Animal models of PKD

• We have some models and they have helped elucidate some of the diease etiology.
• Our models aren't great however, because some are defective in genes not known to be part of the human disease and some form cysts that don't resemble human cysts in morphology or location.
• We have come up with some genetically modified mouse models that have genes knocked out that are orthologous to human disease genes (think Pkd1 and Pkd2).
  • These aren't perfect however, because one has a variable phenotype and the other has a progression like ARPKD and not ADPKD.
  • These are, however, our best models yet.

PKD pathway

• Read figure 2 caption.
  • "Fig. 2 Diagram depicting the hypothetical downstream effects of disrupting the polycystin pathway. In response to mechanical stimulation of the primary cilium, the polycystin-1/2 complex mediates Ca2+ entry into the cell which triggers Ca2+-induced Ca2+ release from the endoplasmic reticulum (ER). Polycystin-2 is also an intracellular Ca2+ channel that is required for the normal pattern of [Ca2+]i responses to agonist stimulation of Gq-coupled receptors. Polycystin-2 physically interacts with TRPC1 and contributes to store operated Ca2+ channel (SOC) activity. The cellular content of cAMP is determined by the balance between activities of synthesizing adenylyl cyclases (AC) and catabolizing cAMP phosphodiesterases (PDE) that hydrolyse cAMP to biologically inactive noncyclic 5¢-AMP. AC6 is the predominant AC in collecting duct principal cells. AC6 is stimulated by the a-subunit of heteromeric G-proteins (Gas). It is inhibited by Gai and by Ca2+. PDE1 in collecting duct principal cells is activated by Ca2+/calmodulin at Ca2+ concentrations achieved in response to agonist stimulation. Under conditions of relative Ca2+ deprivation cAMP stimulates ERK signalling in a protein kinase A (PKA), Src, Ras, and B-Raf dependent manner. Increased expression, mislocalization and activation of ErbB receptors may also contribute to ERK activation. Phosphorylation of tuberin by ERK may result in dissociation of tuberin and hamartin and activation of Rheb and mTOR."

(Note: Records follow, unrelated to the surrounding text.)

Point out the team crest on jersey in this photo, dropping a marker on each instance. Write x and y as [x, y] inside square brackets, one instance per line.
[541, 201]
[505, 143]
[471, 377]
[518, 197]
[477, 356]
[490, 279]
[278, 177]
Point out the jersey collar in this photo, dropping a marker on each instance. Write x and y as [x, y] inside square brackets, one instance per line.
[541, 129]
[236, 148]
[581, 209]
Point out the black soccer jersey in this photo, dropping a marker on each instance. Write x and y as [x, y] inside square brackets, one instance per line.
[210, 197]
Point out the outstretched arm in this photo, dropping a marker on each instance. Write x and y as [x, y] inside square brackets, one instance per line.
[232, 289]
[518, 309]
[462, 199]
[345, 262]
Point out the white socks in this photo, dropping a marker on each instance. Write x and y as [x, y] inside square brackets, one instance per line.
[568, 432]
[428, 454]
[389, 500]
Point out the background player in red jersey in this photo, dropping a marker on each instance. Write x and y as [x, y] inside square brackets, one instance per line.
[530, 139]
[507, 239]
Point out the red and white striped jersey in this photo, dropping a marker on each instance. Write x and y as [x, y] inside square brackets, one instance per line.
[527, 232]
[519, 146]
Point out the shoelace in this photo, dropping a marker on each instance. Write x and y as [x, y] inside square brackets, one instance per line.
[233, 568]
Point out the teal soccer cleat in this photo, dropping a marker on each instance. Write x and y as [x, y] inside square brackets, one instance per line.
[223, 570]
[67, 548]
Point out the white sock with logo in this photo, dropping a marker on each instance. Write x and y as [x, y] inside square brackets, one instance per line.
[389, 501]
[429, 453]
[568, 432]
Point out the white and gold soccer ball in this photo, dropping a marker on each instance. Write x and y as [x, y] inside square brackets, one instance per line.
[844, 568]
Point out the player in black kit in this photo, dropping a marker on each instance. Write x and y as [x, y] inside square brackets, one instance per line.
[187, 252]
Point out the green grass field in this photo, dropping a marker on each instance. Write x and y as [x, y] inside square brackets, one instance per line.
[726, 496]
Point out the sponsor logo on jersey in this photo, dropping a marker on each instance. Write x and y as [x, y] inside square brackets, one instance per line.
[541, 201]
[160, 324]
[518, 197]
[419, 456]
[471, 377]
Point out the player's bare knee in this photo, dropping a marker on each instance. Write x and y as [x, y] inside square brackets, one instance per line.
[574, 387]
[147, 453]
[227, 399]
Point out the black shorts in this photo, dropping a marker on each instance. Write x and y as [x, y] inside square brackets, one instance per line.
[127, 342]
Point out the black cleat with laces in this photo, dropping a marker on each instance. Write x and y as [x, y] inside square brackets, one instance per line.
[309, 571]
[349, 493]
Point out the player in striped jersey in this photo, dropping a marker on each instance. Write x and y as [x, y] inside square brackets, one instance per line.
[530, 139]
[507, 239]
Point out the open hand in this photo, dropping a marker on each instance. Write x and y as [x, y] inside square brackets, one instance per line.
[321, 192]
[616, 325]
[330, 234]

Treatment trials in animal models

• Gene therapy seems unlike to work because of the challenges of delivering the gene to only a certain tissue and because over expression of Pkd1 generates a cystic phenotype as much as does under expression.
• Antioxidant therapies have been considered on the assumption that somatic mutations are generating / affecting disease (and antioxidants should decrease somatic mutations).
• Low protein diets may help by reducing oxygen consumption for metabolism and thus decreasing the free radical concentration that can damage DNA.
  • Other diets may help reduce other damaging agents like arachadonic acid.
• ACE inhibitors seem to have a protective effect and are already being used in many PKD patients to treat hyperlipidemia and hypertension.
• Because epithelial proliferation generates the cysts, anti-proliferative agents have been applied to some success in animal models.
• "EGFR tyrosine kinase inhibitors, mTOR inhibitors, vasopressin V2 receptor antagonists and octreotide are currently the therapies best supported by preclinical studies and more likely to enter clinical trials."

Clinical trials

• It is hard to use renal function as a metric in PKD treatment because there can be decades of normal function in spite of the fact that the kidneys are growing morphologically gross cysts and the disease is progressing.
• Furthermore, it is difficult to do clinical trials because early intervention would require long (as in decades) committments to return for study measurements and interventions.
• Because of these difficulties the NIH funded a radiological study to look for some marker of disease progression.
  • This study showed that the kidneys hypertrophy in all PKD cases and that growth correlates to disease progression.
  • The study suggests that kidney size be used as a marker for disease progression in any clinical trials.